Note: communications between the controller VLAN and the primary VLAN are possible, but only the controller can initiate a connection to the primary, but not vice versa. Similarly, communications are blocked from the primary VLAN to the device VLAN.
Encryption An
effective security tool is, of course, data encryption. As already stated more than once, all that is possible is protected by SSL. The client can use the Windows Azure SDK, which extends the base .NET libraries with the integration capabilities of the .NET Cryptographic Service Providers (CSP) in Windows Azure, for example:
1) A full set of cryptography-related functionality, for example, MD5 and SHA-2.
2) RNGCryptoServiceProvider - a class for generating random numbers sufficient to implement enough entropy for cryptography.
3) Encryption algorithms (for example, AES), verified by years of real use.
4) etc.
All control messages transmitted over communication channels within the platform are protected by the TLS protocol with cryptographic keys with a minimum length of 128 bits.
All operations calls to Windows Azure are made using standard protocols SOAP, XML, REST-based. The communication channel may or may not be encrypted, depending on the settings.
What you also need to consider when working with data in Windows Azure - at the storage services level, client data is not by defaultencrypted - that is, as they are put in the storage of blobs or tables, in this form they are stored. If it is necessary to encrypt data, you can do this either on the client side or use the Trust Services functionality ( http://www.microsoft.com/en-us/sqlazurelabs/labs/trust-services.aspx ), necessary for server side encryption. When using Trust Services, data can only be decrypted by authorized users.

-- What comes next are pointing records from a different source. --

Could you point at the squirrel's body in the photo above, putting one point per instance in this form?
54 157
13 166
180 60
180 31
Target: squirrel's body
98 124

Microsoft Codename “Trust Services” is an encryption framework that is used at the application level to protect sensitive data inside your cloud-based applications stored in Windows Azure. Data encrypted by the framework can only be decrypted by authorized clients, which allows the distribution of encrypted data. At the same time, search is supported on encrypted data, encryption of streams, as well as separation of roles for data administration and publication.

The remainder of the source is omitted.